Saturday, January 12, 2013

What I Learned The Day A Dying Whale Spared My Life

The two dying whales struggled to hold on to life between the harpoon boat and the six of us in three boats, sitting motionless on the swells.

I could not take my eyes off the dying whale closest to us. His tail flayed the sea and pink foam frothed all around him.

Then suddenly the whale was looking directly at me. I saw his huge eye and I could see that he saw me. At that moment he dove once again and I saw pink bloody bubbles coming to the surface, moving closer to our boat. Within seconds the whale's head shot above the surface of the sea and began to tower above, rising higher, but as if in slow motion, and angled so that we could see that his intent was to come crashing down upon us.

And as his head rose ever higher I saw that eye once again, so close that I could see my own reflection in that deep dark orb. Suddenly I was struck with the realisation that this whale understood what we were doing.

His lower jaw hung down almost touching the side of our inflatable boat, so close that I could have reached across and encircled one of the six-inch teeth with my fingers.
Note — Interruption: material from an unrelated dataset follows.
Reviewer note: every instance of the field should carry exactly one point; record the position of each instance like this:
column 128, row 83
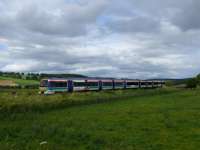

His muscles tensed and he stopped rising, and began to slowly slide at an angle back into the sea. I kept eye contact with him until his eye sank beneath the surface of the sea and disappeared.

And so he died.

He could have killed us, but he had not, and the look in that eye has haunted me ever since.

I felt understanding and I knew he knew that we were there to save him, not to kill him. I felt ashamed that we had failed. I felt powerless and angry, frustrated and awed all at once. I felt indebted to him for sparing my life.

But I also saw something else in that eye, and that was pity.

Not for himself nor for his kind, but for us.

An uncomfortable pallor of shame fell over me as I sensed what the whale perceived. It was indeed pity, but pity for us, that we could take life so ruthlessly, so thoughtlessly, and so mercilessly; and for what?

We sat there in our little inflatable boats in the midst of the Soviet whaling fleet with the bodies of a half dozen sperm whales lying lifeless in the swell. I watched the sun begin to set in the west and I remembered that the Russians were killing whales primarily for the valuable spermaceti oil.

Spermaceti oil is valued for its high resistance to heat, and thus it is used in machinery where there is excessive heat. One of the demands for this oil by the Soviets was for use in the production on intercontinental ballistic missiles.

Here they were slaughtering these magnificent, intelligent, socially complex, wondrous sentient beings for the purpose of making a weapon designed for the mass extermination of human beings.

And I thought to myself, are we really this insane?

It is that thought, that unanswered question, that has haunted me every day since.

It is from what I saw in the eye of that whale that has led me to devote my entire adult life to the defence of the whales and the other creatures of the sea, because I know that if we cannot save the whales, the turtles, the sharks, the tuna, and the complex marine biodiversity, that the oceans will not survive. If the life in our oceans is diminished, humanity is diminished and if the oceans die, humanity will die; for we cannot survive on this planet with a dead ocean.

Captain Paul Watson is a co-founder of the Greenpeace Foundation and the founder in 1977 of the Sea Shepherd Conservation Society.